Search code examples
md5ansibleintegritymd5-file

Is there an elegant way to check file integrity with md5 in ansible using md5 files fetched from server?


I have several files on a server that I need to download from an ansible playbook, but because the connection has good chances of interruption I would like to check their integrity after download.

I'm considering two approaches:

  1. Store the md5 of those files in ansible as vars
  2. Store the md5 of those files on the server as files with the extension .md5. Such a pair would look like: file.extension and file.extension.md5.

The first approach introduces overhead in maintaining the md5s in ansible. So everytime someone adds a new file, he needs to make sure he adds the md5 in the right place.

But as an advantage, there is a solution for this, using the built in check from get_url action in conjunction with checksum=md5. E.g.:

action: get_url: url=http://example.com/path/file.conf dest=/etc/foo.conf checksum=md5:66dffb5228a211e61d6d7ef4a86f5758

The second approach is more elegant and the narrows the responsibility.

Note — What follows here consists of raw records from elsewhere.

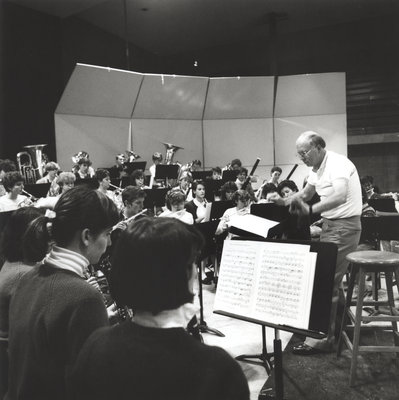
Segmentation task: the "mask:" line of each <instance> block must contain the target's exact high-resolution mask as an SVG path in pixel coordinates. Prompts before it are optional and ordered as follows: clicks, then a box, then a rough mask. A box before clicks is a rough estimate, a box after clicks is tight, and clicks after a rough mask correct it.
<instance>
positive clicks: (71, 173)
mask: <svg viewBox="0 0 399 400" xmlns="http://www.w3.org/2000/svg"><path fill="white" fill-rule="evenodd" d="M75 181H76V176H75V174H74V173H73V172H61V173H60V174H59V175H58V177H57V186H58V193H57V196H50V197H41V198H40V199H39V200H38V201H37V202H36V204H35V207H38V208H48V209H50V210H52V209H54V207H55V205H56V204H57V201H58V199H59V198H60V196H61V195H62V194H63V193H65V192H66V191H68V190H69V189H72V188H73V187H74V186H75Z"/></svg>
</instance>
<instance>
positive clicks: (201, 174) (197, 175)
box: [191, 169, 212, 181]
mask: <svg viewBox="0 0 399 400" xmlns="http://www.w3.org/2000/svg"><path fill="white" fill-rule="evenodd" d="M191 176H192V177H193V181H198V180H201V181H205V180H206V179H208V178H209V177H211V176H212V170H211V169H210V170H209V171H192V172H191Z"/></svg>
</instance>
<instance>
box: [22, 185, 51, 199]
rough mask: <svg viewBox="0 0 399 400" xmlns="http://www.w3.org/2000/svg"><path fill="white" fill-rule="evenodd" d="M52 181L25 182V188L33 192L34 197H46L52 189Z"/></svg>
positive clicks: (38, 197)
mask: <svg viewBox="0 0 399 400" xmlns="http://www.w3.org/2000/svg"><path fill="white" fill-rule="evenodd" d="M50 186H51V183H34V184H25V185H24V190H25V191H26V192H28V193H29V194H31V195H32V196H33V197H36V198H37V199H40V198H41V197H46V196H47V193H48V191H49V189H50Z"/></svg>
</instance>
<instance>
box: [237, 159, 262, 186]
mask: <svg viewBox="0 0 399 400" xmlns="http://www.w3.org/2000/svg"><path fill="white" fill-rule="evenodd" d="M259 161H260V158H259V157H258V158H257V159H256V161H255V164H254V166H253V167H252V169H251V172H250V174H249V175H248V177H247V179H246V180H245V182H244V183H243V184H242V188H241V189H242V190H245V189H246V188H247V186H248V185H249V182H251V179H252V176H253V174H254V173H255V170H256V168H258V164H259Z"/></svg>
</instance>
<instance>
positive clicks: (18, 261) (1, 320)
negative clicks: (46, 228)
mask: <svg viewBox="0 0 399 400" xmlns="http://www.w3.org/2000/svg"><path fill="white" fill-rule="evenodd" d="M41 215H42V213H41V212H40V211H39V210H38V209H36V208H34V207H24V208H20V209H18V210H16V211H14V212H13V213H12V215H11V216H10V219H9V220H8V221H7V224H6V226H5V227H4V230H3V232H2V236H1V241H0V254H1V256H2V258H4V259H5V263H4V265H3V266H2V268H1V270H0V398H1V399H2V398H3V397H4V395H5V393H6V392H7V383H8V356H7V347H8V325H9V324H8V321H9V310H10V302H11V297H12V295H13V294H14V292H15V289H16V287H17V285H18V282H19V280H20V278H21V277H22V276H23V275H24V274H26V273H27V272H28V271H30V270H31V269H32V267H33V266H34V265H35V264H36V262H38V261H41V260H42V259H43V257H44V255H45V254H46V252H47V246H46V245H45V246H44V248H41V249H40V248H35V249H32V250H33V251H30V252H25V253H24V252H23V249H22V238H23V235H24V233H25V231H26V230H27V228H28V225H29V223H30V222H31V221H33V220H34V219H35V218H37V217H39V216H41Z"/></svg>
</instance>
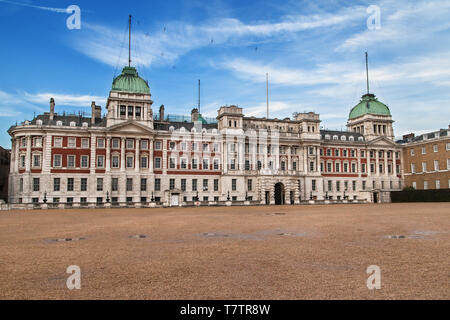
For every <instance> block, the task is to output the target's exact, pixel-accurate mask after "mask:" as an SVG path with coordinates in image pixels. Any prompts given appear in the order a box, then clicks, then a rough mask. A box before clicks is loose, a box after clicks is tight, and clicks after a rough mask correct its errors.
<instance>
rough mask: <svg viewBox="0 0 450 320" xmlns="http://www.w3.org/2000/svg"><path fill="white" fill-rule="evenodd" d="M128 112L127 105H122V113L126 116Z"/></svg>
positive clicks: (120, 112)
mask: <svg viewBox="0 0 450 320" xmlns="http://www.w3.org/2000/svg"><path fill="white" fill-rule="evenodd" d="M126 113H127V107H126V106H120V115H121V116H126Z"/></svg>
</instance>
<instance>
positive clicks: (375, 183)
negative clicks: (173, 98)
mask: <svg viewBox="0 0 450 320" xmlns="http://www.w3.org/2000/svg"><path fill="white" fill-rule="evenodd" d="M152 105H153V101H152V100H151V93H150V88H149V85H148V83H147V82H146V81H145V80H144V79H142V78H141V77H140V76H139V75H138V73H137V71H136V69H135V68H133V67H125V68H124V69H123V71H122V74H121V75H119V76H118V77H117V78H115V79H114V81H113V84H112V89H111V91H110V93H109V97H108V100H107V104H106V115H105V116H102V111H101V107H100V106H97V105H96V104H95V102H93V103H92V106H91V108H92V115H91V117H84V116H82V115H65V114H63V115H61V114H57V113H56V112H55V101H54V100H53V99H52V100H51V101H50V112H49V113H44V114H42V115H39V116H37V117H35V118H34V119H33V120H31V121H25V122H24V123H21V124H20V125H17V126H13V127H11V128H10V129H9V131H8V132H9V134H10V135H11V138H12V159H11V160H12V161H11V169H10V177H9V186H10V188H9V201H10V202H11V203H12V204H15V205H22V204H32V203H35V204H38V203H43V202H45V203H48V204H52V205H59V204H61V203H64V204H66V205H74V206H79V205H81V206H96V205H103V204H105V203H108V204H109V203H111V204H113V205H134V206H147V205H150V204H154V203H160V204H164V205H166V206H182V205H190V204H193V203H198V202H201V203H203V204H209V205H213V204H222V203H224V202H225V201H232V202H235V203H240V202H244V201H245V202H246V203H254V204H288V203H292V204H299V203H303V202H310V201H315V202H325V203H329V202H339V201H341V202H342V201H355V202H358V201H362V202H386V201H389V192H390V191H391V190H399V189H401V188H402V170H401V168H402V152H401V150H402V149H401V145H398V144H396V143H394V141H393V137H394V131H393V127H392V124H393V121H392V116H391V113H390V110H389V108H388V107H387V106H386V105H384V104H383V103H381V102H379V101H378V100H377V98H376V97H375V95H373V94H366V95H364V96H363V97H362V99H361V101H360V103H358V105H356V106H355V107H354V108H353V109H352V110H351V112H350V115H349V120H348V124H347V126H348V130H347V131H345V132H341V131H329V130H321V125H320V124H321V120H320V115H319V114H316V113H313V112H310V113H296V114H294V116H293V117H292V118H286V119H266V118H255V117H246V116H245V114H244V110H243V109H242V108H240V107H238V106H235V105H232V106H222V107H220V109H219V110H218V116H217V118H216V119H213V120H211V119H205V118H204V117H202V115H201V114H199V112H198V110H197V109H193V110H192V112H191V116H190V117H183V116H172V115H166V114H165V107H164V106H161V107H160V108H159V112H158V114H155V115H154V114H153V111H152Z"/></svg>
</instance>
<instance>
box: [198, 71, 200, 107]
mask: <svg viewBox="0 0 450 320" xmlns="http://www.w3.org/2000/svg"><path fill="white" fill-rule="evenodd" d="M198 113H200V79H199V80H198Z"/></svg>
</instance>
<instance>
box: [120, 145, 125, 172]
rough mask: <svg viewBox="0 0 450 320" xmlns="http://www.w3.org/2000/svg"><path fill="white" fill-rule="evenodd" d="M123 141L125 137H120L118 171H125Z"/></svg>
mask: <svg viewBox="0 0 450 320" xmlns="http://www.w3.org/2000/svg"><path fill="white" fill-rule="evenodd" d="M125 143H126V139H125V138H122V140H121V141H120V171H122V172H124V171H125Z"/></svg>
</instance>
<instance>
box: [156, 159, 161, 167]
mask: <svg viewBox="0 0 450 320" xmlns="http://www.w3.org/2000/svg"><path fill="white" fill-rule="evenodd" d="M155 169H161V158H155Z"/></svg>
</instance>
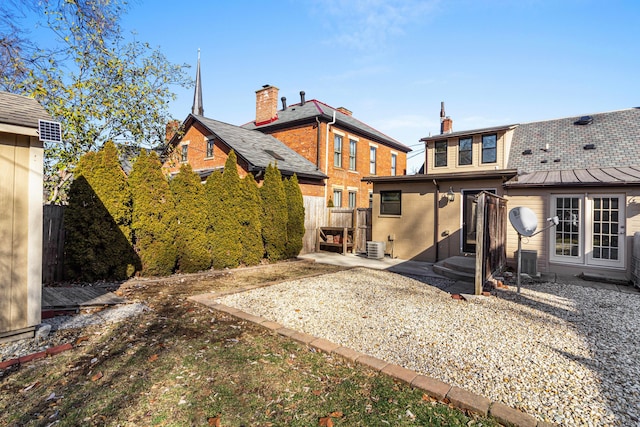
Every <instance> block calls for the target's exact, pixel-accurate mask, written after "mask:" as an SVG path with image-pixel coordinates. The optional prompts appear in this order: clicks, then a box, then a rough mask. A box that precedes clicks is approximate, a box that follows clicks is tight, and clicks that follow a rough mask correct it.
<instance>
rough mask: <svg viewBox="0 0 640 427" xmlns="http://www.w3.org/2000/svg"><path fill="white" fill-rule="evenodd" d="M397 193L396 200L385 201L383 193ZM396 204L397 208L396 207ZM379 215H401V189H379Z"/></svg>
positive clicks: (386, 193)
mask: <svg viewBox="0 0 640 427" xmlns="http://www.w3.org/2000/svg"><path fill="white" fill-rule="evenodd" d="M391 194H397V195H398V200H397V201H386V202H385V200H384V199H385V195H391ZM396 206H397V208H396ZM379 213H380V216H396V217H398V216H402V190H382V191H380V212H379Z"/></svg>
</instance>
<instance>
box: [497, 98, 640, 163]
mask: <svg viewBox="0 0 640 427" xmlns="http://www.w3.org/2000/svg"><path fill="white" fill-rule="evenodd" d="M590 116H591V117H592V118H593V122H592V123H591V124H586V125H577V124H574V123H575V122H576V121H577V120H578V119H579V118H580V117H567V118H564V119H556V120H546V121H542V122H534V123H525V124H521V125H520V126H518V127H517V128H516V129H515V130H514V133H513V139H512V140H511V152H510V154H509V167H510V168H514V169H518V170H519V171H522V172H535V171H550V170H568V169H600V168H616V167H625V166H638V165H640V109H639V108H631V109H628V110H620V111H612V112H609V113H599V114H591V115H590ZM547 144H548V150H547ZM589 144H593V147H594V149H585V146H587V145H589ZM526 150H531V154H523V153H524V152H525V151H526Z"/></svg>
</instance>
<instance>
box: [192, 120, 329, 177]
mask: <svg viewBox="0 0 640 427" xmlns="http://www.w3.org/2000/svg"><path fill="white" fill-rule="evenodd" d="M189 119H193V120H197V121H198V122H199V123H200V124H202V125H203V126H204V127H205V128H207V129H208V131H209V132H211V133H212V134H213V135H215V136H217V137H218V138H220V140H222V142H223V143H225V144H226V145H227V146H229V147H230V148H232V149H233V151H235V153H236V155H237V156H238V157H239V158H242V159H244V160H245V161H246V162H247V163H249V164H250V165H251V166H252V167H254V168H257V169H265V168H266V167H267V166H269V164H274V165H275V164H277V166H278V169H280V171H281V172H282V174H283V175H293V174H294V173H296V174H297V175H298V176H299V177H307V178H315V179H324V178H326V177H327V176H326V175H325V174H324V173H322V171H320V170H319V169H318V168H317V167H316V165H315V164H313V163H311V162H310V161H309V160H307V159H306V158H304V157H302V156H301V155H300V154H298V153H297V152H295V151H294V150H292V149H291V148H289V147H287V146H286V145H284V144H283V143H282V142H281V141H279V140H277V139H276V138H274V137H272V136H271V135H265V134H263V133H262V132H258V131H255V130H249V129H244V128H242V127H239V126H235V125H231V124H228V123H224V122H220V121H218V120H213V119H209V118H207V117H204V116H194V115H193V114H190V115H189V117H188V118H187V120H186V123H187V122H188V121H189ZM267 150H269V151H271V152H272V153H274V154H275V155H276V156H278V157H279V159H276V158H275V157H274V156H272V155H271V154H270V153H268V152H267Z"/></svg>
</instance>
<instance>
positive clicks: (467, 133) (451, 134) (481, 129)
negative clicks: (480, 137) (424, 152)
mask: <svg viewBox="0 0 640 427" xmlns="http://www.w3.org/2000/svg"><path fill="white" fill-rule="evenodd" d="M516 126H518V125H517V124H512V125H503V126H493V127H489V128H481V129H471V130H462V131H458V132H450V133H444V134H439V135H433V136H426V137H424V138H421V139H420V141H423V142H426V141H440V140H443V139H447V138H451V137H461V136H467V135H478V134H483V133H492V132H498V131H502V130H509V129H512V128H514V127H516Z"/></svg>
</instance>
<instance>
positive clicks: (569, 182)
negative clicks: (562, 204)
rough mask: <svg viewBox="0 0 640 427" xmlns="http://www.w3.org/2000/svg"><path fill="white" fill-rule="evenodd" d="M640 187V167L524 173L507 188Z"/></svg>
mask: <svg viewBox="0 0 640 427" xmlns="http://www.w3.org/2000/svg"><path fill="white" fill-rule="evenodd" d="M609 185H610V186H620V185H634V186H635V185H640V166H629V167H617V168H590V169H568V170H546V171H536V172H531V173H522V174H520V175H518V176H516V177H514V178H513V179H511V180H510V181H507V182H506V183H505V186H506V187H550V186H553V187H585V186H597V187H602V186H609Z"/></svg>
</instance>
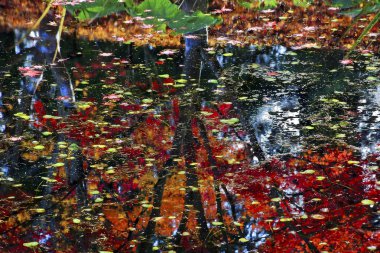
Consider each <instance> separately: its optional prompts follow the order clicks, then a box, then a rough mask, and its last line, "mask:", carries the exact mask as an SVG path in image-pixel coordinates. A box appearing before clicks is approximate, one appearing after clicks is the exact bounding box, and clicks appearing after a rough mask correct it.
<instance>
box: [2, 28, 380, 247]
mask: <svg viewBox="0 0 380 253" xmlns="http://www.w3.org/2000/svg"><path fill="white" fill-rule="evenodd" d="M26 35H27V33H26V31H25V30H22V29H18V30H17V29H16V30H13V31H10V32H2V33H0V38H1V39H0V84H1V86H0V138H1V142H0V143H1V144H0V160H1V162H0V196H1V199H0V214H1V215H0V217H1V218H0V219H1V220H0V227H1V230H0V231H1V241H2V242H1V243H0V249H1V251H2V252H16V251H19V252H135V251H138V252H151V251H154V252H170V251H172V252H174V251H175V252H256V251H257V252H321V251H324V252H368V251H376V247H378V246H379V240H378V236H379V234H378V232H377V230H378V227H379V224H380V223H379V213H378V210H377V208H378V202H377V201H378V197H379V195H378V190H379V181H378V166H379V158H378V155H379V149H380V131H379V127H380V86H379V66H380V60H379V57H378V56H376V55H372V54H362V55H358V56H357V57H356V59H355V61H354V62H352V63H348V64H346V63H345V62H343V63H342V62H341V61H342V59H343V56H344V52H342V51H333V50H322V49H302V50H295V49H292V48H285V47H283V46H273V47H267V48H258V47H256V46H250V47H244V48H241V47H236V46H227V47H224V48H208V46H207V42H206V39H205V38H204V37H202V36H203V35H202V34H200V35H199V34H198V35H197V36H188V37H187V38H185V39H184V41H185V43H184V46H183V48H179V49H169V48H153V47H150V46H149V45H147V46H144V47H135V46H134V45H133V44H131V43H123V42H120V43H109V42H100V41H95V42H93V41H85V40H80V39H75V38H72V37H65V38H63V40H62V42H61V52H55V51H56V42H55V33H54V31H49V30H48V29H46V28H41V29H39V30H36V31H33V32H32V33H31V34H30V35H29V36H26ZM25 36H26V37H25ZM19 42H21V43H19ZM55 54H57V55H58V61H56V62H55V64H51V63H52V61H53V58H54V55H55ZM343 242H344V243H343Z"/></svg>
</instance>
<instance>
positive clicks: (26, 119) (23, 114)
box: [15, 112, 30, 120]
mask: <svg viewBox="0 0 380 253" xmlns="http://www.w3.org/2000/svg"><path fill="white" fill-rule="evenodd" d="M15 116H16V117H19V118H22V119H25V120H29V119H30V117H29V116H28V115H26V114H25V113H23V112H18V113H16V114H15Z"/></svg>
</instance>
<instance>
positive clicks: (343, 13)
mask: <svg viewBox="0 0 380 253" xmlns="http://www.w3.org/2000/svg"><path fill="white" fill-rule="evenodd" d="M332 5H333V6H336V7H339V8H342V9H345V10H344V11H342V12H341V13H342V14H344V15H348V16H352V17H355V16H359V15H366V14H368V13H376V12H379V11H380V0H371V1H357V0H333V1H332Z"/></svg>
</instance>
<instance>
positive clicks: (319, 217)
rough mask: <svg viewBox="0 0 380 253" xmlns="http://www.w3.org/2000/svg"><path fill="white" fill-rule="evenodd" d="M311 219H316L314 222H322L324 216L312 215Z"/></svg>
mask: <svg viewBox="0 0 380 253" xmlns="http://www.w3.org/2000/svg"><path fill="white" fill-rule="evenodd" d="M311 218H313V219H316V220H323V219H324V218H325V216H323V215H322V214H312V215H311Z"/></svg>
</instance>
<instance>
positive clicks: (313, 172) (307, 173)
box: [300, 170, 315, 175]
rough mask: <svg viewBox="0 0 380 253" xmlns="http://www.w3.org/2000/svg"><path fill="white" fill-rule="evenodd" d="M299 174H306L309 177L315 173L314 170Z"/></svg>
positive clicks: (311, 170)
mask: <svg viewBox="0 0 380 253" xmlns="http://www.w3.org/2000/svg"><path fill="white" fill-rule="evenodd" d="M300 173H301V174H306V175H310V174H314V173H315V170H305V171H302V172H300Z"/></svg>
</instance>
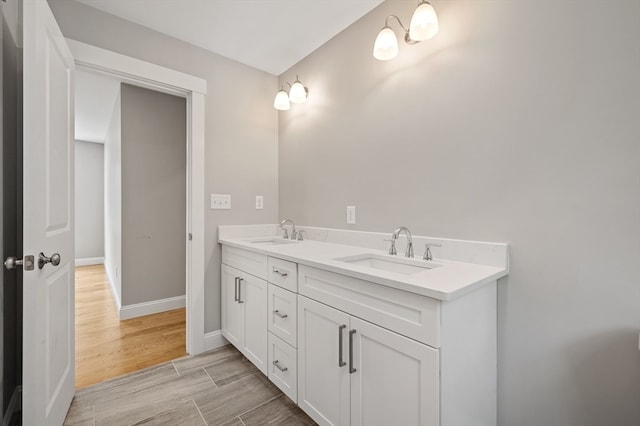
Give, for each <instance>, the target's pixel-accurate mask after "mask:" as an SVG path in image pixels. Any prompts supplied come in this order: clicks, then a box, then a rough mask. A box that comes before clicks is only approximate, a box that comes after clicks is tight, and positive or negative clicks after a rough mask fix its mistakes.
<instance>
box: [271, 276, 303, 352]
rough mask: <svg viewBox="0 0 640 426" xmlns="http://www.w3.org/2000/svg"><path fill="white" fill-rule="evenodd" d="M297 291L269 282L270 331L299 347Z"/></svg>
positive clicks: (295, 346) (293, 346) (296, 346)
mask: <svg viewBox="0 0 640 426" xmlns="http://www.w3.org/2000/svg"><path fill="white" fill-rule="evenodd" d="M297 300H298V299H297V297H296V294H295V293H292V292H290V291H288V290H285V289H282V288H280V287H278V286H275V285H273V284H269V331H271V332H272V333H273V334H275V335H277V336H278V337H280V338H281V339H282V340H284V341H285V342H287V343H288V344H290V345H291V346H293V347H297V346H298V345H297V340H298V334H297V331H298V330H297V324H298V309H297Z"/></svg>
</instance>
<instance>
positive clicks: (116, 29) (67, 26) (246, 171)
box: [49, 0, 278, 331]
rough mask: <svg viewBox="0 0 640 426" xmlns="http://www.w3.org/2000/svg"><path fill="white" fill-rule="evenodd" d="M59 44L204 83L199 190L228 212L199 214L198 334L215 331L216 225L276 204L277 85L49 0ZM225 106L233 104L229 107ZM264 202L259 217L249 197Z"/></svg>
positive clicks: (239, 221)
mask: <svg viewBox="0 0 640 426" xmlns="http://www.w3.org/2000/svg"><path fill="white" fill-rule="evenodd" d="M49 4H50V6H51V8H52V10H53V13H54V15H55V17H56V20H57V21H58V24H59V25H60V28H61V29H62V32H63V34H64V35H65V36H66V37H69V38H72V39H75V40H79V41H82V42H85V43H89V44H93V45H95V46H98V47H102V48H105V49H109V50H112V51H114V52H118V53H122V54H125V55H129V56H133V57H135V58H139V59H142V60H144V61H149V62H153V63H156V64H159V65H162V66H166V67H169V68H172V69H175V70H179V71H182V72H186V73H189V74H192V75H195V76H198V77H201V78H204V79H206V80H207V84H208V95H207V97H206V105H205V108H206V110H205V115H206V124H205V140H206V148H205V164H206V166H205V167H206V170H205V175H206V176H205V180H206V181H205V191H206V194H207V199H206V200H205V205H206V206H209V200H208V194H210V193H226V194H231V195H232V207H233V209H232V210H207V212H206V215H205V232H206V235H205V238H206V246H205V260H206V262H207V266H206V274H205V299H206V300H205V317H206V321H205V331H213V330H218V329H219V328H220V249H219V246H218V244H217V226H218V225H227V224H250V223H274V222H275V221H276V220H277V219H278V216H277V211H278V205H277V199H278V139H277V138H278V128H277V112H276V111H275V110H274V109H273V107H272V103H273V97H274V96H275V92H276V91H277V89H278V85H277V78H276V77H274V76H272V75H270V74H267V73H264V72H262V71H258V70H256V69H254V68H251V67H248V66H245V65H242V64H239V63H237V62H234V61H232V60H230V59H227V58H224V57H222V56H219V55H216V54H213V53H210V52H208V51H205V50H203V49H200V48H198V47H195V46H192V45H190V44H187V43H184V42H181V41H179V40H176V39H173V38H171V37H168V36H165V35H163V34H160V33H157V32H155V31H152V30H150V29H148V28H145V27H142V26H140V25H136V24H133V23H131V22H127V21H125V20H122V19H119V18H117V17H114V16H112V15H109V14H106V13H104V12H101V11H98V10H96V9H93V8H91V7H88V6H85V5H83V4H79V3H76V2H74V1H71V0H51V1H50V2H49ZM230 102H232V103H231V104H230ZM256 195H264V197H265V203H264V207H265V208H264V210H256V209H255V196H256Z"/></svg>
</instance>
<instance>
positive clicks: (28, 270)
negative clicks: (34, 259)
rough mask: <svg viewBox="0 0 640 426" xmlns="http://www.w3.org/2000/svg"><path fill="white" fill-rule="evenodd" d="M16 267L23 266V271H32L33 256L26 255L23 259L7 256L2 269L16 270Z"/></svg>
mask: <svg viewBox="0 0 640 426" xmlns="http://www.w3.org/2000/svg"><path fill="white" fill-rule="evenodd" d="M18 266H24V270H25V271H33V256H31V255H27V256H25V257H24V259H18V258H17V257H15V256H9V257H7V260H5V261H4V267H5V268H7V270H8V271H11V270H13V269H16V268H17V267H18Z"/></svg>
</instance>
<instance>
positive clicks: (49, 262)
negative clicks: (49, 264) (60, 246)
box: [38, 252, 60, 269]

When someone adds a new file on the server, he will make sure to add the .md5 as well and won't even need to use the ansible playbooks.

Is there a way to use the checksum approach to match the md5 from a file?


Solution

  • If you wish to go with your method of storing the checksum in files on the server, you can definitely use the get_url checksum arg to validate it.

    Download the .md5 file and read it into a var:

    - set_fact:
        md5_value: "{{ lookup('file', '/etc/myfile.md5') }}"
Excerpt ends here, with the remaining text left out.